For Juan Diaz and Paul Malignaggi, Saturday's 12-rounder represents a visit to "Last Chance Saloon." The winner will remain among the elite while the loser likely slides into oblivion—and perhaps retirement.
The root of each man's problems and the potential stylistic solution can be found in the numbers:
The Problem: Dwindling Defense
In 11 fights tracked before his recent slide, Diaz landed 43 percent of his 50 power shots per round while absorbing just 22 percent of his foes' 53—a plus 21 rating. Against Campbell and Marquez, Diaz's power connect percentage was 33 to his rivals' 43 percent—a minus 10. The late rounds were even worse for Diaz as fatigue and discouragement set in. In the final four rounds Campbell landed 46 percent of his power shots (137 of 298) to Diaz's 24 percent (42 of 174)—a minus 22. In the last three rounds Marquez landed 56 percent (62 of 111) to Diaz's 30 percent (39 of 131), a ghastly minus 26 rating.
Malignaggi's numbers aren't much better. In nine fights tracked before his last three bouts, Malignaggi landed 34 percent of his total punches to his foes' 27—a plus seven—and he was in plus territory in power shots as he connected at a 37.3 percent rate to his foes' 32.5. When one excluded the Cotto bout, those numbers surged to a plus 11.1 overall (36.1 to 25) and a plus 9.8 (39.3 to 29.5).

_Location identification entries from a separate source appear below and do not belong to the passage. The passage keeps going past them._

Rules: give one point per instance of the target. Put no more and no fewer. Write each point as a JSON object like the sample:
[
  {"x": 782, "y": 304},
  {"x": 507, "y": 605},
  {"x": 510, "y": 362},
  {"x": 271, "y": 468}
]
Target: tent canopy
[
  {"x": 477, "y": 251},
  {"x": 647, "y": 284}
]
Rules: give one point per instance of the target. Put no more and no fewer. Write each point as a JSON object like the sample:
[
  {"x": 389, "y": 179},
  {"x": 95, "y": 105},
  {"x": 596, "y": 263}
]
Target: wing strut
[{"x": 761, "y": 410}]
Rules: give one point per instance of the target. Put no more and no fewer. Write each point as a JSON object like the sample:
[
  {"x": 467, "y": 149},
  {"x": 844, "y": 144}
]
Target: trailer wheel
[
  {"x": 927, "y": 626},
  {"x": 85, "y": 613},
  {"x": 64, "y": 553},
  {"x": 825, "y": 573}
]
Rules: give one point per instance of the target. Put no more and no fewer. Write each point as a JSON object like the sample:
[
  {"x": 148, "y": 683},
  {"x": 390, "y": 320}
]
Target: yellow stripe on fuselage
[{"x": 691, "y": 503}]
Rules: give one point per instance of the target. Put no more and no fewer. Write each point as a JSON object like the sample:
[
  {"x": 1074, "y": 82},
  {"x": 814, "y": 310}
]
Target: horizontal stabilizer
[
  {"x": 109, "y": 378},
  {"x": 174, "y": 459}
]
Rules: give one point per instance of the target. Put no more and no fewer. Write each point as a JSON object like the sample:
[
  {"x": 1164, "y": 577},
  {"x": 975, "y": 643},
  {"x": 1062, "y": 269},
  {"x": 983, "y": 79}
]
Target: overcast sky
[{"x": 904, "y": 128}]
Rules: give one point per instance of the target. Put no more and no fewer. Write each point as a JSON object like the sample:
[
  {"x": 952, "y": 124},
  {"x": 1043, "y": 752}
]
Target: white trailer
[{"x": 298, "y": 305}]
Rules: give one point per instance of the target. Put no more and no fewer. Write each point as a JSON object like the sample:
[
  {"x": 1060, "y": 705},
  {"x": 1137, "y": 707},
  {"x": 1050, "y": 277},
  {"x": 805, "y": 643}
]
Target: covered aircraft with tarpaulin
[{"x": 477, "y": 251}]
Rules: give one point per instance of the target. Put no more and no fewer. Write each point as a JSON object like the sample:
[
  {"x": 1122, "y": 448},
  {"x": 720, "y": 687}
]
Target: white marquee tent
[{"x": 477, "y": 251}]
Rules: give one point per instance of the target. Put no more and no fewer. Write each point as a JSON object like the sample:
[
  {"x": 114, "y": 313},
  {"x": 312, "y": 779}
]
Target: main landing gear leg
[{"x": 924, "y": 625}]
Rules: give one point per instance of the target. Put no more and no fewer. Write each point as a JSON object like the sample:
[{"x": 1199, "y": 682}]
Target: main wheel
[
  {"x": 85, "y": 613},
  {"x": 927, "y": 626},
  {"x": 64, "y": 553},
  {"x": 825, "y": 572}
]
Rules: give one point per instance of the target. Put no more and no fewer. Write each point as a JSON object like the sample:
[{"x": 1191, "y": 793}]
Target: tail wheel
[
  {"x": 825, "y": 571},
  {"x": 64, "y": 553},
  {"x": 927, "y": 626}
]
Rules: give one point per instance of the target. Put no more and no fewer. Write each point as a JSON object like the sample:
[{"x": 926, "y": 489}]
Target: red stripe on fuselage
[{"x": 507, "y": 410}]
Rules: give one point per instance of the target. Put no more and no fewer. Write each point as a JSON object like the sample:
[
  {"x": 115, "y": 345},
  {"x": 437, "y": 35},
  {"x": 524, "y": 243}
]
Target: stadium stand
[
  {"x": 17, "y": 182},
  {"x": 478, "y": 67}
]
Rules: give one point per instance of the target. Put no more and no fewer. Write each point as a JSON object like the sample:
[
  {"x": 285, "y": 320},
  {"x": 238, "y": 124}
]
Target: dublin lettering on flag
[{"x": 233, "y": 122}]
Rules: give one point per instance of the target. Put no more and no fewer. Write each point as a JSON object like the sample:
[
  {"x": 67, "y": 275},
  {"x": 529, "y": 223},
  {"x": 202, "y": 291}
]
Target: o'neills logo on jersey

Against Lovemore N'Dou (the rematch), Herman Ngoudjo and Ricky Hatton, Malignaggi still landed at a higher rate overall (30 percent to 27) but his defensive numbers in terms of power punches slipped into negative territory. He threw 20 per round and landed 28.8 percent while his rivals attempted 33 and landed at 29 percent. Because he's easier to hit, he's easier to hurt. Though Malignaggi easily decisioned Chris Fernandez in his most recent outing, the one round he lost came after he was badly stunned.
The Solution: Skill Kills
Against brawler Michael Katsidis Diaz boxed effectively without sacrificing his output too much. Averaging nearly 67 punches per round (a shade above the divisional average of 63.7), Diaz piled up advantages of 296-149 overall, 110-39 in jabs and 186-110 in power shots while piling up percentage gaps of 20 (37-17), 20 (32-12) and 21 (41-20) respectively. Stick-and-move tactics might not work against the pure-boxer Malignaggi, but smart aggression will.
To win Malignaggi must duplicate his performance in the first N'Dou fight. He picked apart the aggressor with superb jabbing (193 of 486, 40 percent) and judicious power punching (159 of 317, 50 percent) while averaging 67 punches per round. The big question: Can "The Magic Man" recapture that magic?
Without the power to make Diaz respect him, and the fight being in Diaz's back yard, "The Baby Bull" will bulldoze Malignaggi from first bell to last. A wide decision is the most likely result, but Diaz's numbers game could garner him a late-round TKO.